Спугнув с десяток комаров, я перевернулся на живот. Мне было по-настоящему тошно. Зная, что в целом доме нет никого, я решил завыть. Мне казалось, что так будет легче. Выть я позволил себе громко, но в подушку. Я делал это довольно долго, лишь временами отрываясь от подушки для вдоха и бессмысленно рассматривая на ней влажный овал. Внезапно я почувствовал на своей шее чью-то руку. Заставить себя обернуться я уже не мог.

- Was ist mit Ihnen los, mein Junge? - спросили меня по-немецки.

Я все-таки обернулся. На краю моей постели сидел брат Никодим.

26

С того вечера началась моя дружба с Никодимом, человеком самым, может быть, замечательным из всех, с кем мне довелось встречаться. Это случилось на третью или четвертую неделю моего пребывания в монастыре. Мы проговорили тогда всю ночь. Точнее, говорил я, а он внимательно слушал, изредка качая головой. Я рассказывал ему о своей жизни, и это было чем-то вроде исповеди, отсутствующей в моей собственной церкви. Именно тогда он и посоветовал мне все рассказанное записать.

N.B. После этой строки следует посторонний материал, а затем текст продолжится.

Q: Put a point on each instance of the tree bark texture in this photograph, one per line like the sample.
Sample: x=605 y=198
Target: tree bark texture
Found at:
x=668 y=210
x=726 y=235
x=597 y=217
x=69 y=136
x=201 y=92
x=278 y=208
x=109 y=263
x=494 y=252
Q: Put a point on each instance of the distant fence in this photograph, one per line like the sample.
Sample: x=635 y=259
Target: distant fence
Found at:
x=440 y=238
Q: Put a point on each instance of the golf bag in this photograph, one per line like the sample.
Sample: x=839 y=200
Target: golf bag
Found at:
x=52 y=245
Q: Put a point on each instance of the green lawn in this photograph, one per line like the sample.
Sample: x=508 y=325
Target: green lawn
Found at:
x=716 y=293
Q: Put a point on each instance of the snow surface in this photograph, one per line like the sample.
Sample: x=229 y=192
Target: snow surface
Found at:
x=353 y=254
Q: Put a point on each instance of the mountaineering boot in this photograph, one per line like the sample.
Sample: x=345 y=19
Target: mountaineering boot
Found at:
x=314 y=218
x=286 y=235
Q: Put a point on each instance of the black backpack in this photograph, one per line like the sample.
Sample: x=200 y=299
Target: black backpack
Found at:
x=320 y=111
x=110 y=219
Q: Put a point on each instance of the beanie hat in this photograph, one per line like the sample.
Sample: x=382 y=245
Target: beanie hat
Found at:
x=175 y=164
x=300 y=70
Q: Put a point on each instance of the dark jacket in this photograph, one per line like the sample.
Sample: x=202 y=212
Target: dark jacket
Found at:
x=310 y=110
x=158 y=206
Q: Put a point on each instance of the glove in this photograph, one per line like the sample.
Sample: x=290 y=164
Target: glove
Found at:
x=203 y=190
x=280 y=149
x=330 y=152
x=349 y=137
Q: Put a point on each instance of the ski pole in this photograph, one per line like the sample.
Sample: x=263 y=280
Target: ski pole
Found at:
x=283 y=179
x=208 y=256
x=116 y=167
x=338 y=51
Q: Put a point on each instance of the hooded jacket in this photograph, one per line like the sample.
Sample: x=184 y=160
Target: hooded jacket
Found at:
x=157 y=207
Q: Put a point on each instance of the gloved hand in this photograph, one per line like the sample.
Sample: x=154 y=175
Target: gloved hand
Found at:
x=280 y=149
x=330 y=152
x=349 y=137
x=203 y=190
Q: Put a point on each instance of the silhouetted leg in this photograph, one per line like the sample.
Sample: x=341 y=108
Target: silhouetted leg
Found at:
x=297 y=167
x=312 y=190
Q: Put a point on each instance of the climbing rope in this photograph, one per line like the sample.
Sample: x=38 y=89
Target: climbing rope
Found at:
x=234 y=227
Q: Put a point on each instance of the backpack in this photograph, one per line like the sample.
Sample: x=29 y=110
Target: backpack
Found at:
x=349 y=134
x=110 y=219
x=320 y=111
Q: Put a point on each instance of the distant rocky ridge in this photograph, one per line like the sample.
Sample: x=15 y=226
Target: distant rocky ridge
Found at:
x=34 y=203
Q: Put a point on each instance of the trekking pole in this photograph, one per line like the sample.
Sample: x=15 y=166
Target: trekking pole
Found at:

- Бумага обладает магией. Пишите ваш Bildungsroman.

До того дня мое прошлое казалось мне напрочь отрезанным от настоящего, и от этой разорванности времени становилось еще тяжелее. У меня возникло ощущение, что часть моей жизни безвозвратно потерялась, что сам я возник впервые здесь - человек без прошлого и, по всей видимости, без будущего. Ночной разговор с Никодимом разомкнул настоящее время, рядом со мной теперь постоянно находился как бы свидетель мной пережитого. И каким же было для меня утешением, что свидетель этот говорил по-немецки! Говорил свободно, хотя и не без акцента. А главное - говорил, то есть не молчал.

В один из последовавших за нашим разговором дней я спросил брата Никодима, почему в монастыре его считали молчальником.

- Наверное, потому, что я молчал, - улыбнулся Никодим. - Три года мне было просто не с кем говорить.